Comme nous l’avons vu dans les modules précédents (questions d’importance, populations, données probantes et implications), une large part de la démarche inspirée par l’AIGS consiste à recueillir des données et à les analyser. Formuler des recommandations implique une démarche d’un autre ordre : son but est de traduire des connaissances et des observations en mesures d’action qui permettront de résoudre un problème ou de répondre aux besoins d’une population. Chaque recommandation doit tendre vers un objectif précis : par exemple, enrayer une épidémie ou réduire le taux de mortalité. Il est donc très important de définir clairement en quoi consiste notre objectif ultime, car c’est ce qui permettra de peaufiner nos recommandations et d’en évaluer la pertinence.
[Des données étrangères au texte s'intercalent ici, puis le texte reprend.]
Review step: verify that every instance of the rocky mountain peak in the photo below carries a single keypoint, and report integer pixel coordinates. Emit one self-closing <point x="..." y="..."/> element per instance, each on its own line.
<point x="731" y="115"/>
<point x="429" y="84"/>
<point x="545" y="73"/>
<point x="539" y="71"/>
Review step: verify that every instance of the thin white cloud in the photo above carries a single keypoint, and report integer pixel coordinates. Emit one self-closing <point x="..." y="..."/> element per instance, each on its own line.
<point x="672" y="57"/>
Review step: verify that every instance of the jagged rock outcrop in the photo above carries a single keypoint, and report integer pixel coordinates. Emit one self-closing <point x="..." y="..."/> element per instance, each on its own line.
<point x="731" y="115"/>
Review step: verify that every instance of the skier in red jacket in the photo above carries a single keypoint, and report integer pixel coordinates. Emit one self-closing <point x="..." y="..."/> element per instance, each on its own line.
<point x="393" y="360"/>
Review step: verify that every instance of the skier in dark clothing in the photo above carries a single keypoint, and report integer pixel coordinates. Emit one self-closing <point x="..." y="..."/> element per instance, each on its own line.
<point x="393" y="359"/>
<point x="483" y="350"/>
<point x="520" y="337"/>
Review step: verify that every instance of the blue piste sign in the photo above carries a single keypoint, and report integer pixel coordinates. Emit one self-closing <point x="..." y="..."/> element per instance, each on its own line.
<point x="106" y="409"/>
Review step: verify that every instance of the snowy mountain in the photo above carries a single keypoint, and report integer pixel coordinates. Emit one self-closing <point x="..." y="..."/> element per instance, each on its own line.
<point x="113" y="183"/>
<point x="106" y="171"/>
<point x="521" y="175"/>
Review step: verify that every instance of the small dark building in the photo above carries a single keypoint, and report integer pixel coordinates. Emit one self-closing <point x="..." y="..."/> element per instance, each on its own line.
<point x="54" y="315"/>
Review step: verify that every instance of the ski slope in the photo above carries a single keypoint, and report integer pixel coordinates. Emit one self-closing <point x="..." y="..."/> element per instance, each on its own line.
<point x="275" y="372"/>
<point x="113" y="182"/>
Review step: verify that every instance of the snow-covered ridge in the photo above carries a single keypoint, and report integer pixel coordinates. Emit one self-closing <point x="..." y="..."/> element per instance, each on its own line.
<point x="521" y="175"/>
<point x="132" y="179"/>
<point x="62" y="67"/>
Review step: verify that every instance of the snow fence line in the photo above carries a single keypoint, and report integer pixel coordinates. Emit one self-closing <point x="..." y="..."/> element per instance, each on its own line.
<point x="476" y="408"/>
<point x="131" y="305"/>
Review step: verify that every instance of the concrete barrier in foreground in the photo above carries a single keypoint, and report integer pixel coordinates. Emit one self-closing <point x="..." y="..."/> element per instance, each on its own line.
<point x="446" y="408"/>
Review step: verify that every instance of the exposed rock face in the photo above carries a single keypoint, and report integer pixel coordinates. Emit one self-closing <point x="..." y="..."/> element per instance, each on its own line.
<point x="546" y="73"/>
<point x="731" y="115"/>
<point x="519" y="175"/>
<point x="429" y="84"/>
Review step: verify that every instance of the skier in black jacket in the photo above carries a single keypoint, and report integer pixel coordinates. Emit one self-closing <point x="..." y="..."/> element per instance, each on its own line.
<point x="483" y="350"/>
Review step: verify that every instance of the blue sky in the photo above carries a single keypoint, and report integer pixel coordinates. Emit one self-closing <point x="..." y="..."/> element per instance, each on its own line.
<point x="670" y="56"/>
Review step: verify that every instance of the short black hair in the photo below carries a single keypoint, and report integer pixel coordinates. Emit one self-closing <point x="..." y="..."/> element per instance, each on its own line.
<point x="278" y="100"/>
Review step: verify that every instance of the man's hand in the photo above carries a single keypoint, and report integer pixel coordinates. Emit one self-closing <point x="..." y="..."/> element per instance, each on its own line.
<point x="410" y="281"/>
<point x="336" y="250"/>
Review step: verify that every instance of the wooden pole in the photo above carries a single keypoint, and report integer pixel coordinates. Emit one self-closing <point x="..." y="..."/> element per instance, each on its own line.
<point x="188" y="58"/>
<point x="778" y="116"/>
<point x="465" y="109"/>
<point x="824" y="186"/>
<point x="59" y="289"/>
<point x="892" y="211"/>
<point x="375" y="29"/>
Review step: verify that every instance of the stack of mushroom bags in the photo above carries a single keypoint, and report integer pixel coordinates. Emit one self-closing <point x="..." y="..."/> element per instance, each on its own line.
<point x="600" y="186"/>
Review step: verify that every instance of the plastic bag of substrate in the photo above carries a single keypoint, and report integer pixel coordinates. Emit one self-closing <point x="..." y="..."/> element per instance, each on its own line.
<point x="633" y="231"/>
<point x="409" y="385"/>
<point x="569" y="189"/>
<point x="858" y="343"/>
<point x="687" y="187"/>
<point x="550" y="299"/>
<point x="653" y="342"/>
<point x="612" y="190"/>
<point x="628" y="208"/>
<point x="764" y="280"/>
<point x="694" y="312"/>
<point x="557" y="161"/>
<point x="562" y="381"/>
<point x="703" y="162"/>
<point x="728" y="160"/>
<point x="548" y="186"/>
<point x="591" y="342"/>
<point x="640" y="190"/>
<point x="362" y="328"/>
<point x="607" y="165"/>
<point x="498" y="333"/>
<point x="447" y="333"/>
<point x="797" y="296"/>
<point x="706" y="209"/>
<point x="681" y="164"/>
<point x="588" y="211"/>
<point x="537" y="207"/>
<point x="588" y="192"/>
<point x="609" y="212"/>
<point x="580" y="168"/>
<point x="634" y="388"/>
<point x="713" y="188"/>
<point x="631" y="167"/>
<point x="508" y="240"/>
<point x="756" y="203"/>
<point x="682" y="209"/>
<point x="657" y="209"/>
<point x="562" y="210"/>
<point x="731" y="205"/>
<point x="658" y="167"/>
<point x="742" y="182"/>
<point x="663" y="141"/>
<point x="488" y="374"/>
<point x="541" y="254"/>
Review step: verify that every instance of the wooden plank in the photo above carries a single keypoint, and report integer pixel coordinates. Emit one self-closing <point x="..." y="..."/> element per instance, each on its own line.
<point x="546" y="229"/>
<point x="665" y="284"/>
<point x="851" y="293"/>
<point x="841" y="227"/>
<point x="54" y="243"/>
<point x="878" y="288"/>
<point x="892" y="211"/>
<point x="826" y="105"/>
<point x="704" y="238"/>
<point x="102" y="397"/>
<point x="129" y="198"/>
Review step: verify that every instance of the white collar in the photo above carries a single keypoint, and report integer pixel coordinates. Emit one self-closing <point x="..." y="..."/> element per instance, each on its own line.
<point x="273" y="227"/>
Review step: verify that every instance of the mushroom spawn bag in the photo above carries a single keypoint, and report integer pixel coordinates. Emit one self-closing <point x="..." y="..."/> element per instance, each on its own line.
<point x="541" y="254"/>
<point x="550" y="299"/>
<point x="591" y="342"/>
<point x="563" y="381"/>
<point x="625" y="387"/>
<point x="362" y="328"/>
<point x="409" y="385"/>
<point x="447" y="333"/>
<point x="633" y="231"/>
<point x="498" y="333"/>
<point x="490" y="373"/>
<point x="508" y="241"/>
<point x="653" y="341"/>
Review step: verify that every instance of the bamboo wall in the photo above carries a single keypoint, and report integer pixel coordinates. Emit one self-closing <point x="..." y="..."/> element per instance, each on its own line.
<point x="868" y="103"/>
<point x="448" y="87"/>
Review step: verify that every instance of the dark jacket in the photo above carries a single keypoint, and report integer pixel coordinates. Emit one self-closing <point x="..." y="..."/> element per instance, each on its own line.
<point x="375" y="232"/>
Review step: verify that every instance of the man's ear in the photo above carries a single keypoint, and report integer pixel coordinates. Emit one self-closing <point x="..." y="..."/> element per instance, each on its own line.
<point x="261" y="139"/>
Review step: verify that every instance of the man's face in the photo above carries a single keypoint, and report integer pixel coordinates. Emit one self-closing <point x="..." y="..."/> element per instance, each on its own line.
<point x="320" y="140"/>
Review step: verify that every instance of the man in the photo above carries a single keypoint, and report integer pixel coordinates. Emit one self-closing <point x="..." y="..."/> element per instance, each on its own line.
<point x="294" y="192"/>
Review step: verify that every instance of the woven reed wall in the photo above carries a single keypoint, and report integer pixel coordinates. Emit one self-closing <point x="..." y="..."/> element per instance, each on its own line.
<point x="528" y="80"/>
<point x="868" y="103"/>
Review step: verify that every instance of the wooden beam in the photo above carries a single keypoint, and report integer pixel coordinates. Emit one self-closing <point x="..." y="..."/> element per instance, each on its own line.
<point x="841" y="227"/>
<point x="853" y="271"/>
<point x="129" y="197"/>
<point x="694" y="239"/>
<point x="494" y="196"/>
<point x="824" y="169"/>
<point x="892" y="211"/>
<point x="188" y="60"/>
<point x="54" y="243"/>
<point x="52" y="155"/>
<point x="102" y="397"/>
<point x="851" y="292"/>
Prenons l’exemple du virus du papillome humain (VPH), une infection sexuellement transmissible qu’on associe avec le cancer du col utérin. En 2007, le Comité consultatif national de l’immunisation (CCNI) a publié des recommandations sur l’usage du GardasilTM, un vaccin conçu pour réduire le risque de contracter le VPH. Le CCNI recommandé qu’on vaccine les groupes suivants :

  • les fillettes âgées de neuf à 13 ans, avant le début des relations sexuelles;
  • les jeunes filles âgées de 14 à 26 ans chez qui on a décelé des anomalies par test de PAP ou qui ont souffert d’une infection à VPH par le passé, même si elles ont déjà une vie sexuelle active.
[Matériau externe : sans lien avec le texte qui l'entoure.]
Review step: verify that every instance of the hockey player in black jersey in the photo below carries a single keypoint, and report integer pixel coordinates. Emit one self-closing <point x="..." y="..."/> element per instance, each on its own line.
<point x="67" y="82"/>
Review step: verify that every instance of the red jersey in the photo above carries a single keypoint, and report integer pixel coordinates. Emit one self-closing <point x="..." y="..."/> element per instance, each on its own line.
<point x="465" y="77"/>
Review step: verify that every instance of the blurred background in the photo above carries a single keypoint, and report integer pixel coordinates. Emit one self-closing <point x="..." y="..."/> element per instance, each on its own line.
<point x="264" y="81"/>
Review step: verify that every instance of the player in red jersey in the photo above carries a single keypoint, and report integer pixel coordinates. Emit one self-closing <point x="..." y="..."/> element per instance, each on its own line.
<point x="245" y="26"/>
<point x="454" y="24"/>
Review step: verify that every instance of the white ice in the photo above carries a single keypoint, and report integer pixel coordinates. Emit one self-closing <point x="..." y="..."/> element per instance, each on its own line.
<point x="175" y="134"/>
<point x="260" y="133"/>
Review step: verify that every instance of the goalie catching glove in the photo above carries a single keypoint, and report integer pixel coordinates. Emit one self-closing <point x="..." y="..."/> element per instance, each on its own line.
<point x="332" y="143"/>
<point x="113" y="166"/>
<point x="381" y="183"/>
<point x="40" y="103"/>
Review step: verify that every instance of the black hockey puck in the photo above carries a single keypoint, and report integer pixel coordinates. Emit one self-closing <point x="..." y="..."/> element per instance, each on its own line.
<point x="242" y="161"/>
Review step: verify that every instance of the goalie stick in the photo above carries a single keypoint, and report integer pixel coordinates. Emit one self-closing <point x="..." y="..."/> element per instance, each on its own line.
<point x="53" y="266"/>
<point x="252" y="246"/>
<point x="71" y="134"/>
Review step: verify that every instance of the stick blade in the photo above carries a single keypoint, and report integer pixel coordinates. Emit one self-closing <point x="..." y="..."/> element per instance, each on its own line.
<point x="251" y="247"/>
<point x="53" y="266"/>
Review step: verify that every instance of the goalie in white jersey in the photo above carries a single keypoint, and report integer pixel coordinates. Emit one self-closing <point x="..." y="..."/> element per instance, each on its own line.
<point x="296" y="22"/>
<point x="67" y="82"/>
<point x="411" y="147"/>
Par ailleurs, le CCNI recommandait qu’on n’administre pas le Gardasil™ :

  • aux fillettes âgées de moins de neuf ans
  • aux femmes enceintes
  • aux hommes

De toute évidence, les recommandations du CCNI visent à réduire l’incidence du cancer du col utérin plutôt qu’à éliminer le VPH. Le cancer du col utérin ne touche que les femmes, mais les deux sexes peuvent contracter le VPH et le transmettre à des membres de l’autre sexe ou du même sexe. La vaccination d’une moitié de la population peut contribuer à réduire l’incidence du cancer du col utérin, mais elle ne représente pas une solution efficace face à la propagation du VPH, de surcroît lorsqu’on soupçonne ce virus d’être associé à d’autres maladies qui affectent les hommes et les femmes sans distinction.